異型の精霊が突風に巻かれ、形を崩していく。


風の中から現れたのは、クーだった。
彼は異型の精霊に立ち向かっていた。

「クー…!」
私は思わずその名を呼んだ。
彼は風を操り、異型の精霊を次々と切り裂いていく。
その力は圧倒的だった。

「神器を使え!」
クーの声が冷たく響いた。
「精霊は自然の一部だ。だが、一方こうして歪む。」

「何を言っているの…?」
私は困惑した。
「秩序を守ることこそが正しい。それが街の安寧を保つ…唯一の方法だわ。」

クーは私を鋭く見つめた。
「安寧を保つために、腐敗を見逃すのか?」
「腐敗…?」

「神器があってこそ、水は清らかでいられる。神器を使え!」
クーの言葉はまるで刃のように鋭く、私の心を切り裂いた。

「私は…秩序を守ることで、安寧を保てると思っている…。」
そう言いながらも、内心では揺れていた。
神器を完成させてはいけない。

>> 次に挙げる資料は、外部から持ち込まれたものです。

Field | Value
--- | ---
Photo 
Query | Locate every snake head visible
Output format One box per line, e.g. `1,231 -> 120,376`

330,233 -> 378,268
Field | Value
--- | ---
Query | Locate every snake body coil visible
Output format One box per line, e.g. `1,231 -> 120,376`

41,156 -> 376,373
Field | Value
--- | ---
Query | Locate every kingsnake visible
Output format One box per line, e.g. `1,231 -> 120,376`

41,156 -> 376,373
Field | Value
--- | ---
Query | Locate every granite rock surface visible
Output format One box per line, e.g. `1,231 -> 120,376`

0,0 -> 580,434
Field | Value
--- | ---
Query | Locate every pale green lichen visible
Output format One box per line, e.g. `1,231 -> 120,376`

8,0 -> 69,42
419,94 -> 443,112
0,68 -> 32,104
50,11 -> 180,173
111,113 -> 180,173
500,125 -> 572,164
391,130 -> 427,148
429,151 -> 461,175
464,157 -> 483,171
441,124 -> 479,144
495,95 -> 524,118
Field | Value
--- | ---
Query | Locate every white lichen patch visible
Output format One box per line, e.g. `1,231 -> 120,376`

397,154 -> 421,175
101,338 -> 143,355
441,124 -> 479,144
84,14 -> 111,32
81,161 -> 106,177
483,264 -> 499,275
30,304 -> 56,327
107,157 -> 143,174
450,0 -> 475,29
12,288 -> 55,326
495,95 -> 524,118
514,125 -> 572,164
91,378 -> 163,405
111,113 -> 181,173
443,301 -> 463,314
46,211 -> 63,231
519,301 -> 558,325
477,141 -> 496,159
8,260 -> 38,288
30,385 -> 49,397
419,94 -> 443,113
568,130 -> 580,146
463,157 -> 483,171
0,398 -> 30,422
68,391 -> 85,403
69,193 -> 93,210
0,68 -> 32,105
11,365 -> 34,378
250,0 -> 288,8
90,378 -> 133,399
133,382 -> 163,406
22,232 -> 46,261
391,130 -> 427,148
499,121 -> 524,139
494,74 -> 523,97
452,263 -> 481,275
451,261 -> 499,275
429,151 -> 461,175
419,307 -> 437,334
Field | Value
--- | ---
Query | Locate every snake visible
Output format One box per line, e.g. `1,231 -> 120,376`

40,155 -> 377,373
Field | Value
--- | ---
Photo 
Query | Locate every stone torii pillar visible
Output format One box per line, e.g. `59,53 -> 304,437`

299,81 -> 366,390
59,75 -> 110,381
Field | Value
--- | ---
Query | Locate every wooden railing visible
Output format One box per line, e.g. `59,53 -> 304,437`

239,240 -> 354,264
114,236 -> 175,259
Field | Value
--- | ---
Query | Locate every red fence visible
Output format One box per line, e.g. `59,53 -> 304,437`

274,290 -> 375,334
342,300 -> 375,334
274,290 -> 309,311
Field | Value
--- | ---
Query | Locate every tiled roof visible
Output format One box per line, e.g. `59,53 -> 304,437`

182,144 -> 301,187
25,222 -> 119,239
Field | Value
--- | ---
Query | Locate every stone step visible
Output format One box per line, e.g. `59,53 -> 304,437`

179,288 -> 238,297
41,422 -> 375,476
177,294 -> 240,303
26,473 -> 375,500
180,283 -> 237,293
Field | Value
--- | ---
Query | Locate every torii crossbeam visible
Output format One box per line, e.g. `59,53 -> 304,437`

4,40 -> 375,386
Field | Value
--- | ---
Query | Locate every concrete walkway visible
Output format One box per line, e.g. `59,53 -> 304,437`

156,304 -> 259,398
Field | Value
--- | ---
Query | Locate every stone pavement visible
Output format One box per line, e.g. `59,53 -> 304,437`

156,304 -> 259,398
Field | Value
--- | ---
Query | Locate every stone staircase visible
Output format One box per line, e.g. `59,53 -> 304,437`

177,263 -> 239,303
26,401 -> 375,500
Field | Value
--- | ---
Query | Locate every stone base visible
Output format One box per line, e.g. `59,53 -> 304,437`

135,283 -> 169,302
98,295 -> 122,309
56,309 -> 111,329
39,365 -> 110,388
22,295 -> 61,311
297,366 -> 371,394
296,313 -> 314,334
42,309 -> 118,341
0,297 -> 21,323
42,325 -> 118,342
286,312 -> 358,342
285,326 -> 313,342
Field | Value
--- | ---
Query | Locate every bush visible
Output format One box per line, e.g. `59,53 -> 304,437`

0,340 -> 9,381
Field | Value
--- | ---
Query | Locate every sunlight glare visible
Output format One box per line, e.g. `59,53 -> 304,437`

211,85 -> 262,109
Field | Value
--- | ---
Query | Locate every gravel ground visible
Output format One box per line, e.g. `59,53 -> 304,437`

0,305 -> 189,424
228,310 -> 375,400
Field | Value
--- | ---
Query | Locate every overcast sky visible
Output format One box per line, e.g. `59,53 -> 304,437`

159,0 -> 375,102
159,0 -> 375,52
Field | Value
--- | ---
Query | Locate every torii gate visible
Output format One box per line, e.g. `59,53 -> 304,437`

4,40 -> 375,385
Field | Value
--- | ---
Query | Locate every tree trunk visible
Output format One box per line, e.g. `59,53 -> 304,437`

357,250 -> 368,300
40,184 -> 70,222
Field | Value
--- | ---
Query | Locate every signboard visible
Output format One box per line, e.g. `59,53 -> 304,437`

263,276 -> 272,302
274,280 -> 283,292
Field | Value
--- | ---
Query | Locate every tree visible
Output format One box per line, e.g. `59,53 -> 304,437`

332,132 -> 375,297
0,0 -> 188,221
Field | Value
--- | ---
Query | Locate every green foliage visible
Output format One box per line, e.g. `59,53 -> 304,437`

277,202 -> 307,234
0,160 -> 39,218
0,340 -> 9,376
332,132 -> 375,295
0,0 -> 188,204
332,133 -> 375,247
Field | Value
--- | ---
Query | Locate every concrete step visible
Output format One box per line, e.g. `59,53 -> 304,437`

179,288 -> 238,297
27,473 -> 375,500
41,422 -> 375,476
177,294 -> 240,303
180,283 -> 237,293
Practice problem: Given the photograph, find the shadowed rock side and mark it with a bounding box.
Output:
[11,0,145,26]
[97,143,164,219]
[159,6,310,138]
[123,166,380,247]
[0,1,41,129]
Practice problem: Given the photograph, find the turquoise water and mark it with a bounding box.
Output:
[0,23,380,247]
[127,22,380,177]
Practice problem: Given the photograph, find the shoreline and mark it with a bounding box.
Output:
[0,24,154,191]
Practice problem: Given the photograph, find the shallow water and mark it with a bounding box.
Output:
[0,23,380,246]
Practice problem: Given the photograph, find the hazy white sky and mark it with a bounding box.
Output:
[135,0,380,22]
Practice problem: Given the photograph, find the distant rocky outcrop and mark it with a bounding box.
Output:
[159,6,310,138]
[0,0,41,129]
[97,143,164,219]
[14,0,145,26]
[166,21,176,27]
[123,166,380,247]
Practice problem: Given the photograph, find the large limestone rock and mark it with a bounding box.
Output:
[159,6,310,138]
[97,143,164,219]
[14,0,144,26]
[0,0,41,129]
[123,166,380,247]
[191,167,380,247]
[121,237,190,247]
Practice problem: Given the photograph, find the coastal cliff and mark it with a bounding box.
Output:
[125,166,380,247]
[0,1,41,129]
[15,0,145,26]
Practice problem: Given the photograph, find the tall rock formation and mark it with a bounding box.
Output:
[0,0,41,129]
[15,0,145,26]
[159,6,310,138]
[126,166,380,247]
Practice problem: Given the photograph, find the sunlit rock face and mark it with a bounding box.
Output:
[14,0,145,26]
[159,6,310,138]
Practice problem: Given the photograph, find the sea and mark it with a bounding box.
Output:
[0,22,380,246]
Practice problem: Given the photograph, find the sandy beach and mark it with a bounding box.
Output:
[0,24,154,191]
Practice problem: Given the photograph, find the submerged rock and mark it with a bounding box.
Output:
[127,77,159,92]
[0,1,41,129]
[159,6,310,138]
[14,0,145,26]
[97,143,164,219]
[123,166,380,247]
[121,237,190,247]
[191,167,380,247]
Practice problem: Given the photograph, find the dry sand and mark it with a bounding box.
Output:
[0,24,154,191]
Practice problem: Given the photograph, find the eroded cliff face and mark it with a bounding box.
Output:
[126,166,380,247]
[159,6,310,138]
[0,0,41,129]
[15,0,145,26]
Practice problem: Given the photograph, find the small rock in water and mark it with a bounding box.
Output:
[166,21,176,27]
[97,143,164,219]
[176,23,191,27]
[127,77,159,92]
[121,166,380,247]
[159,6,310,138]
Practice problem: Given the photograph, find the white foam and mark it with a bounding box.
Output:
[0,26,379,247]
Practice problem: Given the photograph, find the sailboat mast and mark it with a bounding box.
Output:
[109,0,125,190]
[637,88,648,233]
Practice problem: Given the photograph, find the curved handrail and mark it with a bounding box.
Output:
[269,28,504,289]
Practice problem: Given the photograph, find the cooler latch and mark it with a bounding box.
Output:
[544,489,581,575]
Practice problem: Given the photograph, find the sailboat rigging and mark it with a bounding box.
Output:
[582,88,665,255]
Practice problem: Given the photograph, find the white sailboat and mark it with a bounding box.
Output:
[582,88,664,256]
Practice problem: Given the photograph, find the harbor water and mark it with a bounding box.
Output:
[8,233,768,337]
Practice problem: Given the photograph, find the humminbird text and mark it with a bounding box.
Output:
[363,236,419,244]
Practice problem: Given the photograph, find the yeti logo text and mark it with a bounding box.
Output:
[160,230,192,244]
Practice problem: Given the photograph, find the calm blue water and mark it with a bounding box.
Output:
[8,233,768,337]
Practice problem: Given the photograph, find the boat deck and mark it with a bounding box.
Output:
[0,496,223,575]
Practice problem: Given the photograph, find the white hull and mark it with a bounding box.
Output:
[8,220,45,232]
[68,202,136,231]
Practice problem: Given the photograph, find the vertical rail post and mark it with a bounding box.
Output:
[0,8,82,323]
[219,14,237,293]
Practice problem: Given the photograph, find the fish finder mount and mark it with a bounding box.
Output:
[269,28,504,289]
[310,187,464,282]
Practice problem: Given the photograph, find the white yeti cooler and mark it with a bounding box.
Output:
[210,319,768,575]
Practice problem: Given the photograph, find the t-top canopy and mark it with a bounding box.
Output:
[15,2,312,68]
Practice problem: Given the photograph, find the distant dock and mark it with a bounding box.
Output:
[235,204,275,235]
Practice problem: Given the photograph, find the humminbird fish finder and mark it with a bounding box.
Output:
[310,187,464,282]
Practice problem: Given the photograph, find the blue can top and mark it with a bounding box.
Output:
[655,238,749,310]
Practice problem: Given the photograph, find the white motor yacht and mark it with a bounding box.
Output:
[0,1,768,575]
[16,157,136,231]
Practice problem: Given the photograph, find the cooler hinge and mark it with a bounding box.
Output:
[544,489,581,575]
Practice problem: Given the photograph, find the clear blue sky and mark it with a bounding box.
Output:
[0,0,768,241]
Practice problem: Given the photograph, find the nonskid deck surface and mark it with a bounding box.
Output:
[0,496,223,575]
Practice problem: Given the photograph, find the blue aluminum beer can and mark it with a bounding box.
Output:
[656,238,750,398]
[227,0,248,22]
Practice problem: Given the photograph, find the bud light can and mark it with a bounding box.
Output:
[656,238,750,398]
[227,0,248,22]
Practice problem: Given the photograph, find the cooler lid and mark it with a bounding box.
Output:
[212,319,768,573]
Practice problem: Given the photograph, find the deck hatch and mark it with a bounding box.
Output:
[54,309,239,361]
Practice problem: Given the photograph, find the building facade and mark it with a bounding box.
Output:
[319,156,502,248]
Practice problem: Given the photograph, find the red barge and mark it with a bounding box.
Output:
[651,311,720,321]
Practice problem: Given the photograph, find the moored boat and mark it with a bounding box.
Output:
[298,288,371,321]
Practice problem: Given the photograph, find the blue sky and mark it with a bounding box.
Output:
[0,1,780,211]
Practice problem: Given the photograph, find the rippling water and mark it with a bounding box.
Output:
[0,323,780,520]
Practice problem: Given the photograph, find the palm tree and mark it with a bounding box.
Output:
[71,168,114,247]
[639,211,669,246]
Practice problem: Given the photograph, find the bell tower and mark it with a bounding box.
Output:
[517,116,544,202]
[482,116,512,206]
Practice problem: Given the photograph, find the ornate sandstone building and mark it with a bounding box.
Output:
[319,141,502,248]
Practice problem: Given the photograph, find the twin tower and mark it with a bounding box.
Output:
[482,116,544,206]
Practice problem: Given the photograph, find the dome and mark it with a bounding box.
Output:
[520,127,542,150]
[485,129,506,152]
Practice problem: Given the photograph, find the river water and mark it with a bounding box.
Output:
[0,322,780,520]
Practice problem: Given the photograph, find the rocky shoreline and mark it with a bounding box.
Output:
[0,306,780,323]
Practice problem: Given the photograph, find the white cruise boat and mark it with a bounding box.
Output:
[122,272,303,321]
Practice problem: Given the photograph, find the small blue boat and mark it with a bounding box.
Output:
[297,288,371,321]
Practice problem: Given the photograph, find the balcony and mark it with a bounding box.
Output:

でも……
異型の精霊は?

だが、私は答えを出せなかった。
クーは私の迷いを見透かしたように、冷笑を浮かべた。
「ポリナ、お前は秩序に縛られている。だが、それでは何も救えない。」

クーは風のように動き、異型の精霊を一掃した。
だが、黒い影は完全には消えず、再び形を整え始めた。


クーは一時的に異型の精霊を封じることに成功した。
だが、完全に消滅させることはできなかった。

「まだ終わっていない…」
クーが険しい表情で呟いた。
その時、ヴァイが現れ、ポリナに鋭い視線を向けた。

「ポリナ、信仰を揺るがせるな。お前が迷えば、街は崩れる。」
ヴァイの言葉に、私は動けなくなった。
信仰が秩序を守る。きっと……

一方、ウアは眉をひそめ、黒い影を見つめていた。
「これは自然の異変じゃない。誰かが操っている。」
彼の猜疑心はさらに強まり、決意の瞳が燃えていた。
「必ず、操っている者を見つけ出す。」

クーは私を一瞥し、低く言った。
「次は共に戦え、ポリナ。お前が秩序に縛られている限り、救えるものも救えない。」

彼は風と共に去っていった。
残された私は、揺れる心を抱えて動けなかった。
(私は、本当に正しいことをしているのだろうか…?)

黒い影は完全には消えず、水面の奥底で不気味に蠢いていた。
その姿は、私の心の澱みと重なって見えた。